In the early 1950s, my parents treated my brother and me to many unforgettable summer nights when we attended the American Savoyards’ performances of Gilbert and Sullivan operettas at Monmouth’s fantastic Cumston Hall. I am sure young boys would not develop a lifelong fascination with those Victorian musicals if it had not been reinforced by a spectacular setting for the shows. That setting was Cumston Hall’s unique and ornate small-scale opera house.
It was the multi-talented Harry Hayman Cochrane who built and decorated that hall. While such an accomplishment is remarkable by itself, Cochrane’s work over his lifetime (1860 to 1946) is astonishing. Over a period of 60 years, he was commissioned to decorate about 400 public buildings in Maine and New England. They included churches, parish halls, convents, banks and courthouses.
Monmouth was Cochrane’s hometown. He attended Monmouth Academy and he grew up there under the guidance of his grandparents. He married Ida Lorena Gott of Monmouth in 1887.
In 1899, it was announced by Dr. Charles Cumston, longtime headmaster of Boston English High School who had retired to Monmouth, that he would give his town a community hall which would house town offices, a town meeting hall, a public library, and an auditorium. Cumston entrusted the entire job to Cochrane, even though Cochrane had never designed a building before.

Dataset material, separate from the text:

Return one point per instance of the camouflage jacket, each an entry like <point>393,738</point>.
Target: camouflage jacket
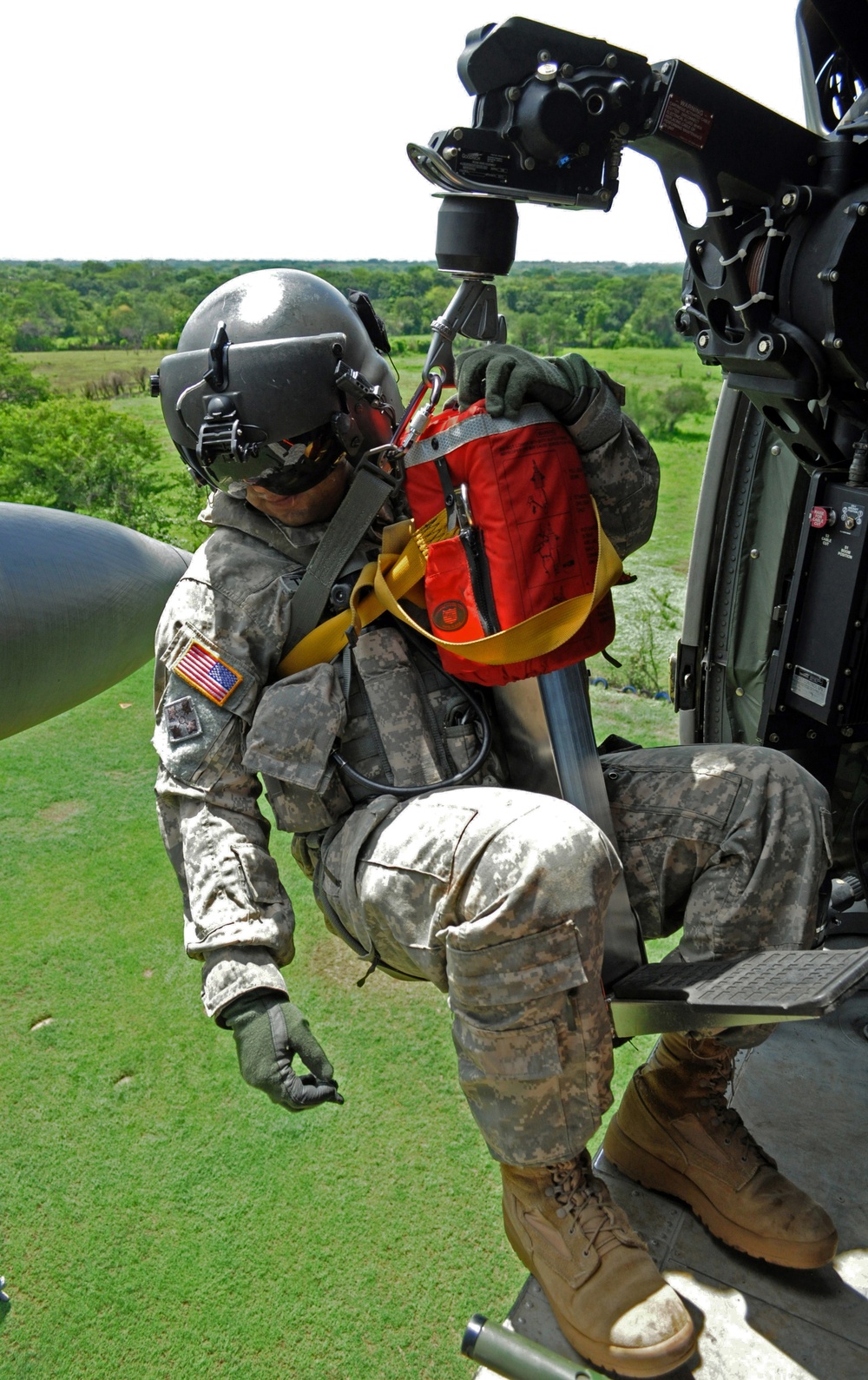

According to a history of the building published by the Cumston Public Library, Cochrane was given free rein over the project.
“Cochrane transformed the proposed town hall into a grand Romanesque Revival structure with opera hall, library, caucus room, and town office all in one,” it said. “He designed and executed the plaster ornamentation, the stained glass windows, the stenciling and murals, the molding of the exterior and interior wood trim, and the color schemes. To cap his achievement, for dedication day in 1900, he composed the music and conducted the orchestra for the event.”
The history said, “Much of the Cumston theater’s charm is due to the cherubic frescoes Cochrane himself painted on the ceiling, and to his carving and hand-molded plaster work on the walls, boxes and proscenium arch.”
Perhaps Cochrane’s most spectacular mural project would be the 1927 decoration of the Kora Shrine Temple in Lewiston. There, his floor-to-ceiling murals of exciting Arabic scenes with Masonic themes surround the ceremonial halls.
These examples of Cochrane’s artistic genius are only a part of his exceptional talent. A story in the May 1, 1949, Portland Sunday Telegram Magazine describes many more achievements of this man.
In 1898, he won first prize in a competition to decorate the convention halls and rooms for the huge Knights Templar triennial conclave in Pittsburgh.
His most famous painting may be “The Man on Horseback,” which depicts Bishop Francis Asbury, a colonial circuit riding preacher, on a horse struggling to cross a stream in the forest. It is said the preacher once spoke from the doorway of a Monmouth home to a gathering of 6,000 people.
Cochrane wrote a two-volume history of Monmouth and Wales, and in 1914, Bates College awarded him an honorary Master of Arts degree.
Many churches, including Methodist churches in Leeds and Monmouth, have murals on the sanctuary walls. Auburn’s First Universalist Church of Auburn does, as does the High Street Methodist Church where my family attended services for many years.
A true Renaissance man, he was a prolific poet, and an accomplished singer, composer, and conductor. He was appointed in 1920 by Gov. Carl E. Milliken to be chairman of the Maine Centennial Committee. That year he was commissioned to design the State of Maine Centennial Coin. He went to Washington, D.C., to receive from the U.S. Mint, still hot, the first of those half-dollars.
Cochrane also wrote and produced a motion picture called “The Romance of Maine,” and his hymn, “Prince of Peace,” is still sung in Monmouth churches.
In addition to all this, he established his own photographic studio in Gardiner and it is said he worked with the Stanley brothers of Stanley Steamer fame when they developed dry plate photography.
Fortunately, Cochrane’s remarkable Cumston Hall has been fully restored and it is home to Shakespearean and other plays by the Theater at Monmouth each summer and by Monmouth Community Players and others through the year.